Экранизированные книги
youkka
- 1 811 книг

Ваша оценкаЖанры
Ваша оценка
Я думал, что обжорства больше, чем у Макса Фрая быть не может. Блюда различных кухонь мира, вина, коньяки, деликатесные салями и прочие абсолютно некошерные нямки, которые приведут в ужас любого диетолога и вегетерианца. Такое ощущение, что находишься на кулинарной выставке. Или даже – в кулинарном музее, где смотреть можно, а кушать нельзя, ибо это экспонаты, или в данном случае текст, но, сука, такой аппетитный и реалистичный, что ты прямо чувствуешь эти запахи, как они нежно щекочат твой нос и желудок временами начинает тихонько постанывать, эти слова действительно выглядят, как аппетитные куски мяса, а эти позвякивания золотых вилочек о тарелки, атмосфера дорого ресторана, где колечко лука стоит больше, чем твой фрак. Сила воздействия на мозг просто фантастична – смотришь на буквы, а видишь стейк. Даже если ты только что поел и твой желудок настолько полон, что тяжело сидеть и тошнит от мысли о еде, то даже в таком случае ты убеждаешься, читая это, что в нём бы нашлось, а если бы не нашлось, то растянулось бы, спресовалось и как-нибудь да поместилось всё то, что бессовестный Грабал описывает. Количество еды, закусок, хавчика, жрачки зашкаливает. Если бы книга была страниц так на пятьсот больше, то за время её чтения можно было бы неплохо растолстеть от одного только чтения.

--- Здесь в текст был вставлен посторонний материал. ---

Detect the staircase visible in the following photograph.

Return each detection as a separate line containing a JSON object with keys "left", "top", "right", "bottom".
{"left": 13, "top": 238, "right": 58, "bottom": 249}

Я думал, что голых барышень и их милых мужскому глазу частей больше, чем у де Сада быть не может. Прелестные барышни и прелестные части прелестных барышень, а также всякие приятные ощущения от прикосновения к этим частям, от невинных забав с этими частями, от созерцания, лобызания и всего такого прочего. Конечно же эти места и местечки так мило-эротично-сексуально-возбуждающе спрятаны то под кустиком причёсанных слегка кучерявящихся волос, то из-под невзначай съехавшего кусочка ткани к нам выглядывает острая грудка. Всё так ненавязчиво эротично. Обнажённые сиськи, выглядывающие между бортов открытого пиджака, и просто сиськи различных форм и размеров, небрежно раскиданные между страниц книги в течении всей книги. Эту книгу определённо писал мужчина. Настоящий мужчина, знающий толк в сиськах.
Я думал, что больше официантов и отелей, чем у Оруэлла быть не может. Может, гарантирую это. На этом по этому пункту, пожалуй, закончу.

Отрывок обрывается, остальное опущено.